Esa sabiduría concreta, corporal, de fin de mes, es la que los datos macroeconómicos deberían traducir en políticas. El liderazgo regional en inflación no es un trofeo: es una deuda con Marta, con los docentes sin cobrar, con los pibes del comedor que esperan el refuerzo alimentario que el ajuste recortó.

Mientras el gobierno festeja el superávit en los medios amigos, en las colas del súper se escribe la crónica real del modelo. Y esa crónica, por ahora, no tiene un final feliz.
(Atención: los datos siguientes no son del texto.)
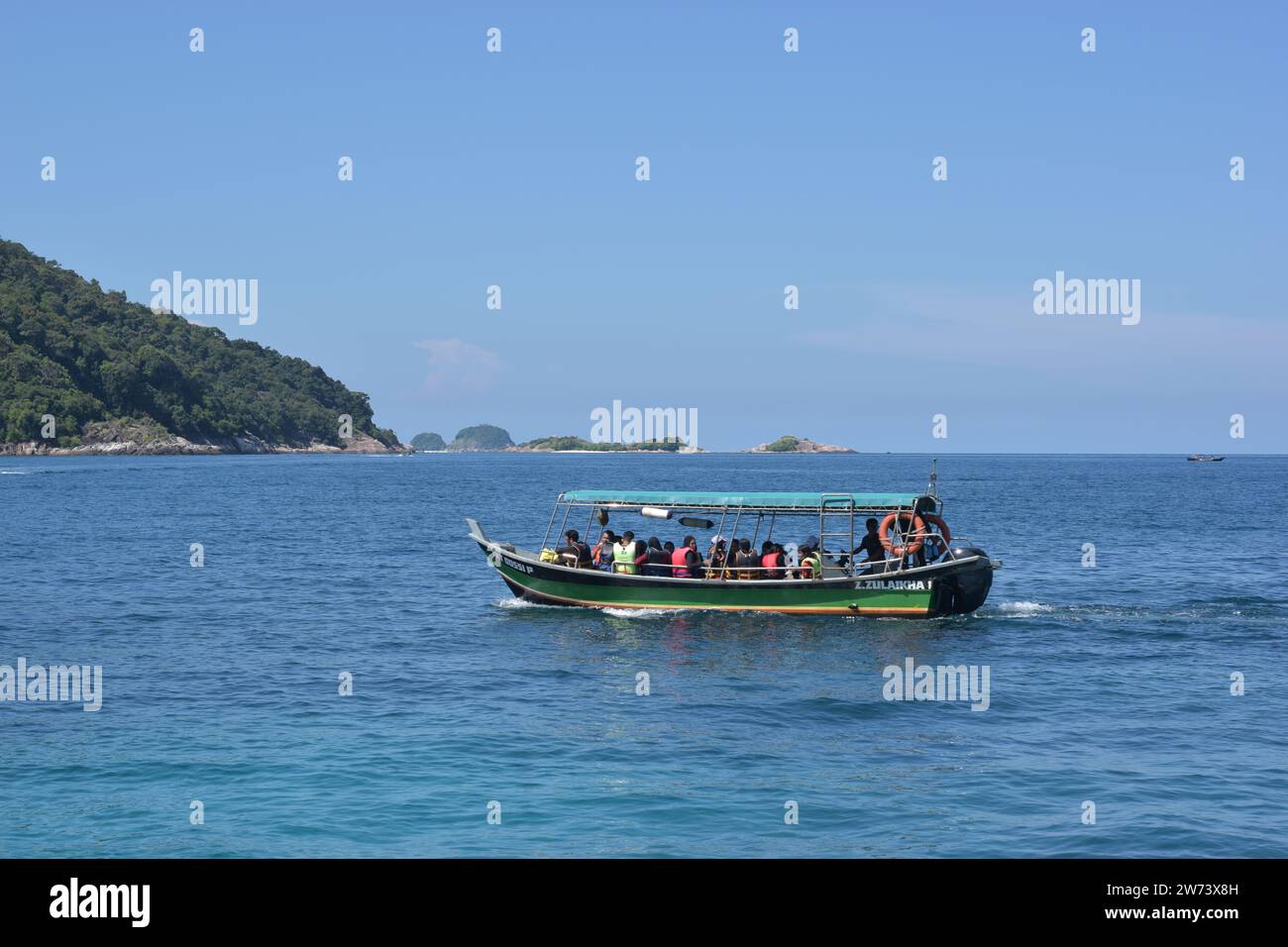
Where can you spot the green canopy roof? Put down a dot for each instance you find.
(686, 500)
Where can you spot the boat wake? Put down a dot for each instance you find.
(1018, 608)
(643, 612)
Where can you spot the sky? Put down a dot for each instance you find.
(767, 169)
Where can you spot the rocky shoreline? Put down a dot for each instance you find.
(172, 446)
(790, 444)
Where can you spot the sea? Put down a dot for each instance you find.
(304, 655)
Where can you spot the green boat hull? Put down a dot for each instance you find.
(951, 587)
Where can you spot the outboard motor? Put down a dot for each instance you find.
(970, 586)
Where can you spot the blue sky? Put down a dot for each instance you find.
(767, 169)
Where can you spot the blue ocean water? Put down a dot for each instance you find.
(1108, 684)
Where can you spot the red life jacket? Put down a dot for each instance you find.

Relacionado: Movilización sindical como respuesta al ajuste laboral: qué pide la CGT — otra mirada sobre el mismo tema.

Fuentes citadas

  1. La Nueva Provincia — Venezuela y Argentina lideraron la inflación en América Latina durante julio — Fuente original de la noticia que dispara el análisis editorial.
  2. INDEC — Índice de Precios al Consumidor (IPC) — Datos oficiales del IPC mensual publicados por el Instituto Nacional de Estadística y Censos de Argentina.
  3. CEPAL — Inflación en América Latina y el Caribe — Datos comparativos regionales de inflación elaborados por la Comisión Económica para América Latina y el Caribe.

Preguntas frecuentes

¿Por qué Argentina lidera la inflación en América Latina junto a Venezuela?
Según datos de julio de 2026, ambos países registraron los índices de inflación más altos de la región. En el caso argentino, el fenómeno responde a una combinación de ajuste del gasto público, desregulación de precios, devaluación acumulada y ausencia de políticas de ingresos que protejan a los sectores populares.
¿El ajuste fiscal no debería bajar la inflación?
La teoría del gobierno es que comprimir el déficit reduce la emisión monetaria y con eso baja la inflación. En la práctica, la inflación argentina tiene componentes estructurales —poder de mercado de grandes formadores de precios, indexación, expectativas cambiarias— que el ajuste del gasto no resuelve y en muchos casos agrava al deteriorar el poder adquisitivo.
¿Qué rol cumple el FMI en la política económica actual?
El acuerdo vigente con el FMI condiciona variables clave como el tipo de cambio, el nivel de reservas y el gasto público. Esas condicionalidades restringen el margen de maniobra del Estado argentino para implementar políticas contracíclicas o de protección social.
¿Hubo períodos en que Argentina bajó la inflación sin ajuste?
El período 2003-2007 mostró que era posible crecer con inflación moderada mediante política de ingresos activa, paritarias y mercado interno protegido. La inflación escaló en la segunda etapa kirchnerista por razones distintas, pero el punto es que el ajuste no es la única ni la más eficaz herramienta antiinflacionaria.
¿Cómo afecta la inflación a los jubilados en particular?
Los jubilados que perciben la mínima son especialmente vulnerables porque sus haberes se actualizan con rezago respecto de la inflación real. Cuando la fórmula de movilidad se modifica por decreto o se congela, la pérdida de poder adquisitivo es inmediata y acumulativa.